A visita do cometa Borisov ao nosso Sol foi seu primeiro encontro com uma estrela

Isso torna Borisov um dos mais “puros” cometas já observado por astrônomos, se não o mais puro
Cometa interestelar Borisov, conforme imageado pelo VLT. Crédito: ESO/VLT

Uma nova pesquisa sugere que Borisov — o segundo visitante interestelar conhecido de nosso sistema solar — nunca tinha visitado uma estrela, nem mesmo a do seu próprio sistema, antes de passar por nosso Sol em 2019. Isso torna Borisov um dos mais “puros” — se não o mais “puro” — cometas já observado por astrônomos, no que é uma descoberta científica significativa.

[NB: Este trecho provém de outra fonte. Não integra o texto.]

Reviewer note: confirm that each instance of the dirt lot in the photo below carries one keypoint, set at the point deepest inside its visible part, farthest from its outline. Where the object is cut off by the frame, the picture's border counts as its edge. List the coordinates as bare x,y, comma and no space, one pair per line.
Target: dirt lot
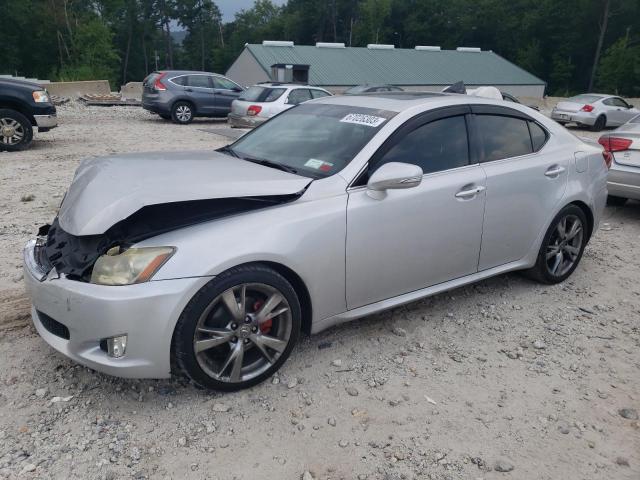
503,379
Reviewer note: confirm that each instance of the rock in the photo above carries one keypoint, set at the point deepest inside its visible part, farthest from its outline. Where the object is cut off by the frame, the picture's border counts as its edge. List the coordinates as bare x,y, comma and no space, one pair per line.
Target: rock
400,332
353,391
622,461
539,345
220,408
503,466
628,413
42,392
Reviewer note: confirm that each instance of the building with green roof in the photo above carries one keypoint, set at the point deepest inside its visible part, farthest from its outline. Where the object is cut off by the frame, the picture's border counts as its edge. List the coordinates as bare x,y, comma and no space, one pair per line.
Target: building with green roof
336,67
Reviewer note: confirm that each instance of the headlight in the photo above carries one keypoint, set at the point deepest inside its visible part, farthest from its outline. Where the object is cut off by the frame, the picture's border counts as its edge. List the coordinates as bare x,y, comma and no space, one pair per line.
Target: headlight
41,96
135,265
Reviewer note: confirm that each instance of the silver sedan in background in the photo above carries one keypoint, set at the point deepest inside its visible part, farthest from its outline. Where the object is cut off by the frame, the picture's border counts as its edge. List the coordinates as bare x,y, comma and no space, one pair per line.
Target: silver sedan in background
594,110
623,147
210,264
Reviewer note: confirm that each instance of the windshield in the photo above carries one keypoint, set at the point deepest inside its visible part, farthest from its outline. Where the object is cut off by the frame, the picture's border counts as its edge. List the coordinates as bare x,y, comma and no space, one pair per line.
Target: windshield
584,99
314,140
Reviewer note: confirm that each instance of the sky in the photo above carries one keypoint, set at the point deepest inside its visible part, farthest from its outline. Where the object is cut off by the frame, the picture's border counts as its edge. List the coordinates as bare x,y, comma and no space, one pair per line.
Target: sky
230,7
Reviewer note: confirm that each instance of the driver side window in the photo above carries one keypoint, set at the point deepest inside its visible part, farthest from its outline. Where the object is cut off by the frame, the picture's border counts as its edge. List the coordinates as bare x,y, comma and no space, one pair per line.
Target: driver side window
434,147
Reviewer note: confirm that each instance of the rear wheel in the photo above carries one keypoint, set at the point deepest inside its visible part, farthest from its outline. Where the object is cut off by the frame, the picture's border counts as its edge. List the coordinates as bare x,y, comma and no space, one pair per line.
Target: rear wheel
562,246
601,122
16,132
182,112
616,201
238,329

Para cada potencial cometa, há sempre uma primeira vez. No caso do cometa interestelar Borisov, sua primeira vez ao redor de uma estrela foi o sobrevoo de nosso Sol em 2019, de acordo com uma nova pesquisa publicada na terça-feira (30) na Nature Communications.

Isso é significativo, não apenas porque foi a primeira vez que tivemos a chance de observar um cometa “puro” (seja interestelar ou local), mas também porque sua aparição permitiu que os astrônomos estudassem um cometa não nativo e sua química associada. Foi um caso raro de um mundo estranho, ou pelo menos um pequeno pedaço dele, vindo nos fazer uma visita.

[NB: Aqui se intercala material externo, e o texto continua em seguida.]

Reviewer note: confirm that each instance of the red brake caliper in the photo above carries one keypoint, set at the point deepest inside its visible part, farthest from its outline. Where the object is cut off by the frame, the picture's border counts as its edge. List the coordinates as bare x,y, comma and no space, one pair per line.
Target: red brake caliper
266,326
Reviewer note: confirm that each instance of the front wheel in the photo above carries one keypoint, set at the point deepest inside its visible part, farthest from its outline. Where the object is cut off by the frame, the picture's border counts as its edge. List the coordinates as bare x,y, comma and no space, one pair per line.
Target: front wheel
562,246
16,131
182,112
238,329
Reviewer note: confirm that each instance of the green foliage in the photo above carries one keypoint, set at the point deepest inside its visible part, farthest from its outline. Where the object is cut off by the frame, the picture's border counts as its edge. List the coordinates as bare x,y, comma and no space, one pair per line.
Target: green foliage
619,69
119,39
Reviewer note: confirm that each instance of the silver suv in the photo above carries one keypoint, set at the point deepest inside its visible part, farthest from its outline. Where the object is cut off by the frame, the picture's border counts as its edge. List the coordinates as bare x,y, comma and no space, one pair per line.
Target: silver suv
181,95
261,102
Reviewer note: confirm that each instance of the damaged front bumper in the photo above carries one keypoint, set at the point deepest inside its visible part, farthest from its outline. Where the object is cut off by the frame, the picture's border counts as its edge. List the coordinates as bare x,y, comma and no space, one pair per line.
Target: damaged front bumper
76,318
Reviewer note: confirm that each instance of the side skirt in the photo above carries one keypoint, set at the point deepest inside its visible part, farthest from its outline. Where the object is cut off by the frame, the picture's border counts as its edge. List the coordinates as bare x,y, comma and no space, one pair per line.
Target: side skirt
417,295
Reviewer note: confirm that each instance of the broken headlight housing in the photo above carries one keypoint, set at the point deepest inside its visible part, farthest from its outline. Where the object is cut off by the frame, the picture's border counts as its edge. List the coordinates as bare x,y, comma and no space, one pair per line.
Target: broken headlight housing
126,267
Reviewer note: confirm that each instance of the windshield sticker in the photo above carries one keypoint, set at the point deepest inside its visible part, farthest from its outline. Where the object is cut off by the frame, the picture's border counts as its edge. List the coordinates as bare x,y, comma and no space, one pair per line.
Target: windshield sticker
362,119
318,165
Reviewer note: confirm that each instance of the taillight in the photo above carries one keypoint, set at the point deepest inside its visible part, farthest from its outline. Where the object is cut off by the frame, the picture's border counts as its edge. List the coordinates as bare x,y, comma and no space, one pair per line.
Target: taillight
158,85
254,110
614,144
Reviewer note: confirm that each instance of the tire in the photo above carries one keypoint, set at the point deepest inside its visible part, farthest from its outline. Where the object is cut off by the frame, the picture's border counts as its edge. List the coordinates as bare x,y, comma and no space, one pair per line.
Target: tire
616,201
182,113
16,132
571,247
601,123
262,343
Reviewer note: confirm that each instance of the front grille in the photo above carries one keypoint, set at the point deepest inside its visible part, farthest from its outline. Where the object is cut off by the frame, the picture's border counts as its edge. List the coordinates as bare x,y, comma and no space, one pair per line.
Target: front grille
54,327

De fato, e conforme um segundo artigo sobre o Borisov publicado na terça-feira aponta, uma quantidade surpreendente de informações sobre o sistema doméstico de um cometa pode ser obtida a partir da poeira que cai de sua superfície primitiva.

“Bolas de neve sujas” com histórias antigas

O fato de os cometas terem muitas histórias para contar não é surpreendente, já que essas “bolas de neve sujas”, nas palavras do astrônomo americano Fred Whipple, nascem nos confins de um sistema planetário. Localizados nos cinturões de Kuiper, esses objetos são antigos, mas também intocados pelo vento solar e pela radiação, permitindo que armazenem as assinaturas originais do gás e da poeira a partir dos quais se formaram.

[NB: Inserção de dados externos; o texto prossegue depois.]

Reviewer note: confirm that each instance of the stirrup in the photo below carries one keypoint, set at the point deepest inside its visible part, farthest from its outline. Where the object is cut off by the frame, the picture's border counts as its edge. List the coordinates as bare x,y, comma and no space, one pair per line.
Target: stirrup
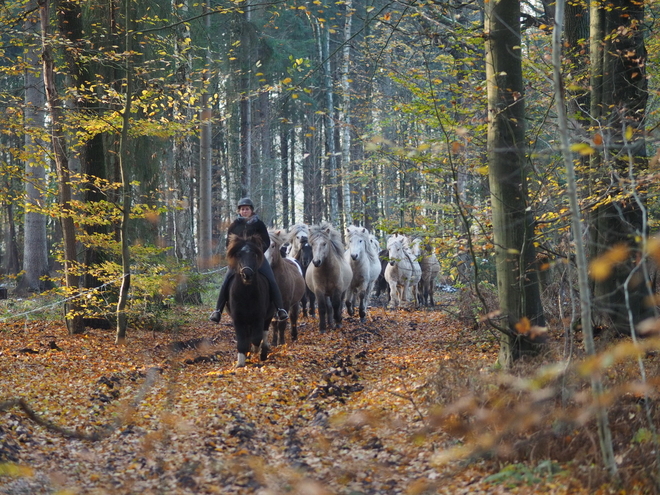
216,316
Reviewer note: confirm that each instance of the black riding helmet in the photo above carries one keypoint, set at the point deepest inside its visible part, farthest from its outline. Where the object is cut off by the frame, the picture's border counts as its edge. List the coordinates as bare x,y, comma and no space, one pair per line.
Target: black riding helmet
246,202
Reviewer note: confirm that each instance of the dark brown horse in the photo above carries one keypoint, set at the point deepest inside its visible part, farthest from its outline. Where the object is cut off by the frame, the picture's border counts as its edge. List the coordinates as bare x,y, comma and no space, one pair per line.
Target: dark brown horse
291,283
250,306
301,251
329,275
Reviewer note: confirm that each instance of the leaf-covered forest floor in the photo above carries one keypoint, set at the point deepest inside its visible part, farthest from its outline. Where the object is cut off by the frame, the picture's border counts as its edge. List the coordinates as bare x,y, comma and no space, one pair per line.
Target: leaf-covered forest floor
372,408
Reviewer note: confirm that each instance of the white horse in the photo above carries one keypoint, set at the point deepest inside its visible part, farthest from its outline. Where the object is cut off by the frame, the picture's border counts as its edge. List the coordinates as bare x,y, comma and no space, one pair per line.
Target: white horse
328,275
403,270
430,270
298,236
362,255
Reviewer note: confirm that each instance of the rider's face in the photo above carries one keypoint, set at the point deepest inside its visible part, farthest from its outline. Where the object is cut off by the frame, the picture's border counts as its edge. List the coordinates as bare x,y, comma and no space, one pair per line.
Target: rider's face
245,211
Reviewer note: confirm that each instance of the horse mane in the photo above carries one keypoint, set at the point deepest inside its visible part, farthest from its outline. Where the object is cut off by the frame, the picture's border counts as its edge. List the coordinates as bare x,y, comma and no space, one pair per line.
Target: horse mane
237,242
327,231
296,229
365,235
279,237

Cometa Halley como foi observado em 1986. Imagem: Halley Multicolor Camera Team, Giotto Project, ESA

De vez em quando, essas bolas de neve de gases congelados, rochas e poeira são empurradas de suas posições no cinturão de Kuiper e enviadas para o interior do sistema solar. Vemos esses eventos como cometas, à medida que suas superfícies, expostas ao calor do Sol, tornam-se ativas. É provável que muitos cometas não sobrevivam à viagem, mas aqueles que conseguem às vezes voltam para visitas (o cometa Halley, previsto para 2061, é provavelmente o exemplo mais famoso).

No caso de Borisov, entretanto, ele também foi empurrado enquanto flutuava em seu equivalente ao nosso cinturão de Kuiper, mas em vez de ir em direção à sua estrela hospedeira, ele recebeu um poderoso empurrão gravitacional que o transformou em um viajante interestelar.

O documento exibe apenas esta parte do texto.